Elizabeth Smith writes . . .
When I was a very little girl I often made my mother cross by going off exploring. Now, exploring is alright at home in your own backyard, but it is very worrying to a mother when a little girl goes exploring the streets and vacant blocks and stays away from home for hours! That was probably when I started my story-telling because that was when I had to explain to Mum where I had gone and why. I could cheat, I suppose, and say it was her fault and everyone else’s who had read me stories, told me stories and taught me about explorers. I thought they were telling me that an ‘enquiring mind’ was a good thing.
Before I could read, Mum read me The Wind in the Willows and the story of the Elephant’s Child who wandered through the jungle asking ‘What does the crocodile have for dinner?’ The Wild Wood from The Wind in the Willows and the Elephant Child and his question have stayed with me throughout my life. A good exploration and a good story are what I really like.
Some of the other things I like are the bush, the sea, animals, words, wood and music.
There is not as much bush about now as there was when I was little, but I wander in what there is whenever I can and I try to give one morning a week to help clean up a piece of local bush called Mount Gibralter. I feel very pleased with myself after I have picked up the garbage (why do people dump garbage in the bush?) and pulled up the weeds, to see the ferns and wildflowers come back and hear parrots squabbling over nesting holes in the trees above us.
I had a period of playing flamenco guitar once, but mostly I do my music the old-fashioned way. I play ‘classical’ on the piano (some of Sea Bird was written when I had a Bach prelude singing in my head).

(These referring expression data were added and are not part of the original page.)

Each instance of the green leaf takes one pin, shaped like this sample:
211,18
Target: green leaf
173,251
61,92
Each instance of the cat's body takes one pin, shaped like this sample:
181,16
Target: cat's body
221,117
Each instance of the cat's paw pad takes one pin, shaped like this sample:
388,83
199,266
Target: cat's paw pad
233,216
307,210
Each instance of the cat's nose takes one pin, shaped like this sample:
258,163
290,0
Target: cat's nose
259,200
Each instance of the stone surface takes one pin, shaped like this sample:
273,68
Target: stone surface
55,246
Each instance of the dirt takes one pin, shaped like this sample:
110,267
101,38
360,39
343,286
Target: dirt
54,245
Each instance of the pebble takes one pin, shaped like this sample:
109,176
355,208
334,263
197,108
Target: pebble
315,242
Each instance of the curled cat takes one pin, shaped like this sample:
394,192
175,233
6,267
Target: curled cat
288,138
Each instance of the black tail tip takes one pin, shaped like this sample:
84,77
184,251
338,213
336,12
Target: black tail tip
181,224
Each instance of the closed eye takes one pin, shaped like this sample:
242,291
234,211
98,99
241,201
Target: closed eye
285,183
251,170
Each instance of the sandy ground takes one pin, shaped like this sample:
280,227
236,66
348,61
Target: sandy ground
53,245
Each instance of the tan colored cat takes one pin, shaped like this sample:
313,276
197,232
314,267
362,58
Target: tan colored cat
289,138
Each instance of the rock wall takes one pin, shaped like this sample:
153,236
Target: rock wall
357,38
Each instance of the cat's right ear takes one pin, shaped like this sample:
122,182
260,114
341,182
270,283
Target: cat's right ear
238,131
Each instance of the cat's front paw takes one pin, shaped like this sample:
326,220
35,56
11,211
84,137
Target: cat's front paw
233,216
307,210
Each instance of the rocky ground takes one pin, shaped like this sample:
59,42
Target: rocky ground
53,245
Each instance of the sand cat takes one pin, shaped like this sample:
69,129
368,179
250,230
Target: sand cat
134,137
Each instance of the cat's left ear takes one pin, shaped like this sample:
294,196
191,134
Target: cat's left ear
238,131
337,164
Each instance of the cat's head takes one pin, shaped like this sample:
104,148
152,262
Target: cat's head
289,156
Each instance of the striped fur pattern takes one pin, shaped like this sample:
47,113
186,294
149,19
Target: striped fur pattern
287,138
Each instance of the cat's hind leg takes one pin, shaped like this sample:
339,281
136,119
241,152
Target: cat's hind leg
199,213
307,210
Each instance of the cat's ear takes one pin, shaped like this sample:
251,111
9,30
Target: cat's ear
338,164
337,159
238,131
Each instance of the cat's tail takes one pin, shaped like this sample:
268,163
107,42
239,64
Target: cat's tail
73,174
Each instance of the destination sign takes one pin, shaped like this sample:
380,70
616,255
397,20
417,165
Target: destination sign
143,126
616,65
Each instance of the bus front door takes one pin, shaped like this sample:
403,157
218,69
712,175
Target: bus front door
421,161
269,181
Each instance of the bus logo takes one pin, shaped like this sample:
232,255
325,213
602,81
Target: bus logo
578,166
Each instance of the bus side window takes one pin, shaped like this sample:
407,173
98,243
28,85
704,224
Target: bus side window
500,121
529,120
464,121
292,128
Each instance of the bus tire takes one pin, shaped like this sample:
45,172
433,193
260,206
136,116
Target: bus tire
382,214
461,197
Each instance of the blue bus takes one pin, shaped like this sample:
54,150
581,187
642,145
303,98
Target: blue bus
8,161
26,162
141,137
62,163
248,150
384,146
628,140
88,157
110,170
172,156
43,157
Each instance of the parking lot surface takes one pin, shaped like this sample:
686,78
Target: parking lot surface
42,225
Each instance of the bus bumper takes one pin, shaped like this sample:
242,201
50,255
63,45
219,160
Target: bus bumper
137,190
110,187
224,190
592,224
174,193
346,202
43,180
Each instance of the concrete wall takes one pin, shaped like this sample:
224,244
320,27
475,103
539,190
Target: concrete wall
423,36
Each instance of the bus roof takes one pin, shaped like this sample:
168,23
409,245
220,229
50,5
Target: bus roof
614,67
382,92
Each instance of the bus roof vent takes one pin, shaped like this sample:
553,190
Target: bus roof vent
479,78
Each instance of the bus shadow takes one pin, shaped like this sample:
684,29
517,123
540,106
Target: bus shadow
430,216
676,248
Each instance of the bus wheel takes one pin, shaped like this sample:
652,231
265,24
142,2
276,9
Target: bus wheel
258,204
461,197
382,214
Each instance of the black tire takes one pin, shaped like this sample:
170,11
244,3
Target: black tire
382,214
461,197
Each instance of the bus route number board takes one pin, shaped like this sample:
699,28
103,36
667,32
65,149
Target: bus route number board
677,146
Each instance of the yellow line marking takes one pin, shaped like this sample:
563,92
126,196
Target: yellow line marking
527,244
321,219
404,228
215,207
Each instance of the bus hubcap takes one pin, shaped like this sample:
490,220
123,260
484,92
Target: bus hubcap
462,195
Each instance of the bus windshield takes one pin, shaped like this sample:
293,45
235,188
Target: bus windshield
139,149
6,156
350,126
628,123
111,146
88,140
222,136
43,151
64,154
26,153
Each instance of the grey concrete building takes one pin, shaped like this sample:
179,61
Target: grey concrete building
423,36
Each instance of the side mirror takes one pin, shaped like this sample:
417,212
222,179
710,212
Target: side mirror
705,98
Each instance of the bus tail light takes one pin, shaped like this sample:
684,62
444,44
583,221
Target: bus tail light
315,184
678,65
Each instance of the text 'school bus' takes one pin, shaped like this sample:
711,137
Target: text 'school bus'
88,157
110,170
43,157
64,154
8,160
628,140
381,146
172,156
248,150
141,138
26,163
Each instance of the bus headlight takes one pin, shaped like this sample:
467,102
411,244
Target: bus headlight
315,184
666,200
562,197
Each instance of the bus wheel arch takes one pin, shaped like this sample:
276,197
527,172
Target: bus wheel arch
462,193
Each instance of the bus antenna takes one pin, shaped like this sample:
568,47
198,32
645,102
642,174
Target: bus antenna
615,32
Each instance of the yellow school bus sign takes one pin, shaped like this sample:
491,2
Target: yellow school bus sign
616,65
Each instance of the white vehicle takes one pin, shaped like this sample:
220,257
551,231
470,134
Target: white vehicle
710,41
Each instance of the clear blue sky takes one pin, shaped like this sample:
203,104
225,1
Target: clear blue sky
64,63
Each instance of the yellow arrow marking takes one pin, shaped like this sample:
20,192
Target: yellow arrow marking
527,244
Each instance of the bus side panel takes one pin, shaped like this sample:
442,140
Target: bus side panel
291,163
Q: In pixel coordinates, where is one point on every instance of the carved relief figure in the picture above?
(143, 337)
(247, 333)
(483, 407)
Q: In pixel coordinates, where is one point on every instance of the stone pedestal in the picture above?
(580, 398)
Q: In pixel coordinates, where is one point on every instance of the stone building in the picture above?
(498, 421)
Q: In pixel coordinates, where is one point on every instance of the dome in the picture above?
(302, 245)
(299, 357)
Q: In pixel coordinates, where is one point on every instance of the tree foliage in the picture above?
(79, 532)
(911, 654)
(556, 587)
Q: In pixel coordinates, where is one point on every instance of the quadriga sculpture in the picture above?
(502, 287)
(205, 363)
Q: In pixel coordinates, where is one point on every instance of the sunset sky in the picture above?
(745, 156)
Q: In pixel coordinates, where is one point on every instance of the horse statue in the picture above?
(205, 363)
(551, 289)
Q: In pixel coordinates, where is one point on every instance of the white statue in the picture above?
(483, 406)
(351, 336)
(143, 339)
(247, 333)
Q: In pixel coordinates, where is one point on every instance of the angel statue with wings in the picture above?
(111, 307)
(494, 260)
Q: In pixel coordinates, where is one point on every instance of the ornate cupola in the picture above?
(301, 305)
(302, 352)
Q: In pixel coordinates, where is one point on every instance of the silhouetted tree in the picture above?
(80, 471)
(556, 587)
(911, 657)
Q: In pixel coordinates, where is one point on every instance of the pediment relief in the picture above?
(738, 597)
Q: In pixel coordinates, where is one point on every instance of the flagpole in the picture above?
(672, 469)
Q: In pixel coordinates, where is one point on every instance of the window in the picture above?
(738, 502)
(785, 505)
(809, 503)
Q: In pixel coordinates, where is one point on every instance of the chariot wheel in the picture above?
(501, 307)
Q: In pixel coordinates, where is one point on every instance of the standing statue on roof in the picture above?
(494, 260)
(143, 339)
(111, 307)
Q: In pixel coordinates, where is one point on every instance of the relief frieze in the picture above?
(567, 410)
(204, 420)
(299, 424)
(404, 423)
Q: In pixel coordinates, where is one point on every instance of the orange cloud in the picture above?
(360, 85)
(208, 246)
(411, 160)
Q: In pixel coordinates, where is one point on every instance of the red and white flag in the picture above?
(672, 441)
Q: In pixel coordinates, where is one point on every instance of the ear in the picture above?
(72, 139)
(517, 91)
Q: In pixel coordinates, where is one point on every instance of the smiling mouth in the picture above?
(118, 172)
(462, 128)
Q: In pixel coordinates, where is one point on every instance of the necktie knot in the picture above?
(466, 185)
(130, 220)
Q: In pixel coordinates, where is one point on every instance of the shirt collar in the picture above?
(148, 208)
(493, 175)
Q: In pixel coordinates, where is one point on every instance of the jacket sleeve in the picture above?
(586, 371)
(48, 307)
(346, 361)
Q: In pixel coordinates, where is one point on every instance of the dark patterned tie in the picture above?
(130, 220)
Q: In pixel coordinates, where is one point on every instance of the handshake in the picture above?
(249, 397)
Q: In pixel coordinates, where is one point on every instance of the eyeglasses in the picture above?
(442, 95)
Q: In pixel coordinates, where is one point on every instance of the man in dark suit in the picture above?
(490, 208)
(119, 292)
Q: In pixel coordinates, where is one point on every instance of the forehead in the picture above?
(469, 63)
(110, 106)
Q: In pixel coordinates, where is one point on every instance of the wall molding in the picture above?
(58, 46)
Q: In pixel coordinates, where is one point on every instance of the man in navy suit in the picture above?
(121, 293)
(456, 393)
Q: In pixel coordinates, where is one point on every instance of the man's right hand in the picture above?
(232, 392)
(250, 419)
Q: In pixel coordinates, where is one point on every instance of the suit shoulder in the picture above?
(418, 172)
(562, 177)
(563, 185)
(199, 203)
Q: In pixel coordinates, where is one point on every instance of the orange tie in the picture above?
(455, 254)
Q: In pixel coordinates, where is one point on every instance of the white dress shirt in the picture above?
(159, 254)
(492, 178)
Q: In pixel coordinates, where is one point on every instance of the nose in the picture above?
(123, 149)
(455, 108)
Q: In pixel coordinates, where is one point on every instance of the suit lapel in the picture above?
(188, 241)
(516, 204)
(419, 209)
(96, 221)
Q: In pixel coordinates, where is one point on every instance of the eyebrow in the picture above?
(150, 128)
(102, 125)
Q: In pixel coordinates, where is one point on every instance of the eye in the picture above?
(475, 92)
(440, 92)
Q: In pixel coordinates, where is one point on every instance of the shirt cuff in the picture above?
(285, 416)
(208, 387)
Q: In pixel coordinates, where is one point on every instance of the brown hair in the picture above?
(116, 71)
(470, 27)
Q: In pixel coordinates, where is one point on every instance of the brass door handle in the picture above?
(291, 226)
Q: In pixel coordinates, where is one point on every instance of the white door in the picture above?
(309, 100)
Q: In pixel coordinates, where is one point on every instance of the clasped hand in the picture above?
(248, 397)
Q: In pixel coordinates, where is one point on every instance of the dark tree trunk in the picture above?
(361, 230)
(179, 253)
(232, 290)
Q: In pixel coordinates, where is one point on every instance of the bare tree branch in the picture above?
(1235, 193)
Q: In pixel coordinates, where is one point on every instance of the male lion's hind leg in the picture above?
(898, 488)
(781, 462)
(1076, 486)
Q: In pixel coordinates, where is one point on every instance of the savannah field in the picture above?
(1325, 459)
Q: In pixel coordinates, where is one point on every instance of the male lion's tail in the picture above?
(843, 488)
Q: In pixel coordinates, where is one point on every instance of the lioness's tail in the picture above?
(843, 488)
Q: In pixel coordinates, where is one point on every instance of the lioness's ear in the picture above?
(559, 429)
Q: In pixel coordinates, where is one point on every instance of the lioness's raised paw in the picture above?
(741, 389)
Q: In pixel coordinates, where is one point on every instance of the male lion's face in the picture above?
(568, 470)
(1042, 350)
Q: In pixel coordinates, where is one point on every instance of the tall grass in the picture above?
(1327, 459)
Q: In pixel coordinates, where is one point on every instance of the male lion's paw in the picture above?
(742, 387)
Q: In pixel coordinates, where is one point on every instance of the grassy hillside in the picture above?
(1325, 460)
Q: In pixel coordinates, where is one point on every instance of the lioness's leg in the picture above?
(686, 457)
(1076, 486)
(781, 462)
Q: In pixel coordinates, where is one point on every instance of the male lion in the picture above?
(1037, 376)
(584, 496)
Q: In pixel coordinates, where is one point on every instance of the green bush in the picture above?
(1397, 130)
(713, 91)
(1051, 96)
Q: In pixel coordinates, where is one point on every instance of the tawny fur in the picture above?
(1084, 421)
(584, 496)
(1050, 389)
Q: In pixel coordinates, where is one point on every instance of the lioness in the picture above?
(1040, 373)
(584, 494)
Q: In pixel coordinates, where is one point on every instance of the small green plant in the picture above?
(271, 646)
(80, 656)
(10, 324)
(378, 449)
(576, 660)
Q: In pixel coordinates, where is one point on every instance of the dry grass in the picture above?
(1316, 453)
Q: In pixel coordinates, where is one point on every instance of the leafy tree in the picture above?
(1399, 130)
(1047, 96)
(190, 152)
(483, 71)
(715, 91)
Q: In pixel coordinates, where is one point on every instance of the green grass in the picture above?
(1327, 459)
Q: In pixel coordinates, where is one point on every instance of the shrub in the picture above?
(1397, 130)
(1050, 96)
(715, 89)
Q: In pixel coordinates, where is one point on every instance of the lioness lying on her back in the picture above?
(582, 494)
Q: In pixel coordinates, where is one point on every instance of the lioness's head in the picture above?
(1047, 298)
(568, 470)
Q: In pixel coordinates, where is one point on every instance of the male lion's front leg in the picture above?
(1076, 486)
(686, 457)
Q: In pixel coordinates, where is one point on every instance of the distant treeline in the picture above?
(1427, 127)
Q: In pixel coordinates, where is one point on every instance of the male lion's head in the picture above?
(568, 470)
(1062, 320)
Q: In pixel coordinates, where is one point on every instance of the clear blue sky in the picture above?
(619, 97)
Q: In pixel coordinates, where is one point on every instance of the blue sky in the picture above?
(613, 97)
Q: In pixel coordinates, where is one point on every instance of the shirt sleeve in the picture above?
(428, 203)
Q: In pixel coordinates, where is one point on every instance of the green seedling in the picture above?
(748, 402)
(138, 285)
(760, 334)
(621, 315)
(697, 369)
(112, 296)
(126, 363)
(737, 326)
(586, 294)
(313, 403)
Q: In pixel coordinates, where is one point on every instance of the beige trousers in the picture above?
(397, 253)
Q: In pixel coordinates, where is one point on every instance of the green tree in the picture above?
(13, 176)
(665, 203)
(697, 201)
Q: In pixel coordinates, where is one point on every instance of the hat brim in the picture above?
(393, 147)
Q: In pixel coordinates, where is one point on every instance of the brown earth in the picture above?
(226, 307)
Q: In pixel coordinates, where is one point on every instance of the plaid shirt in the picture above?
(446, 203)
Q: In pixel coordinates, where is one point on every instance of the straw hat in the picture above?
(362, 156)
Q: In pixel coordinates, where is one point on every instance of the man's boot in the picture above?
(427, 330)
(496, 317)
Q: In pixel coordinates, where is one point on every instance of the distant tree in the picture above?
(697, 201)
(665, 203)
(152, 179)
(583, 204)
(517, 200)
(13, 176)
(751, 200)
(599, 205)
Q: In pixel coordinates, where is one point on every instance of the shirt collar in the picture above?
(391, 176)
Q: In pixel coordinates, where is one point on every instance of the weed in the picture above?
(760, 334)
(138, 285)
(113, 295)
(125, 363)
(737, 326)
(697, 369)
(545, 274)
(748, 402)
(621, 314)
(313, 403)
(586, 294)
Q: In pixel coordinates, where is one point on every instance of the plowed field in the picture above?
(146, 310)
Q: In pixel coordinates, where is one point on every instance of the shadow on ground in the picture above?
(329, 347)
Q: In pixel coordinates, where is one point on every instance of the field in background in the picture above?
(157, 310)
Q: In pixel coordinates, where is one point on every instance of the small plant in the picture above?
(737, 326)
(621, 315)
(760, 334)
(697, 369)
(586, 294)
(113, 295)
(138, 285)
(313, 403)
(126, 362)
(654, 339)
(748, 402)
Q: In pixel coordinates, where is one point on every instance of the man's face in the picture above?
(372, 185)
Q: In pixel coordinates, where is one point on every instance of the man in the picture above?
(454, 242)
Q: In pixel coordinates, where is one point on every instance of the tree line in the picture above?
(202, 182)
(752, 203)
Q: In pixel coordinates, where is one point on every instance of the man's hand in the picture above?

Not many people are lucky enough to see, touch or have anything to do with our native animals. I have one piece of good luck in that I do voluntary work at the Bargo Dingo Sanctuary. There I do gardening and help to take care of the dingoes. The photo shows me sharing a joke with Mulgo, my special dingo. He is about six years old and has been my friend since he was a lonely ‘only’ puppy with a dark red coat. When it comes to food he has terrible manners, but the rest of the time he’s lovely to know.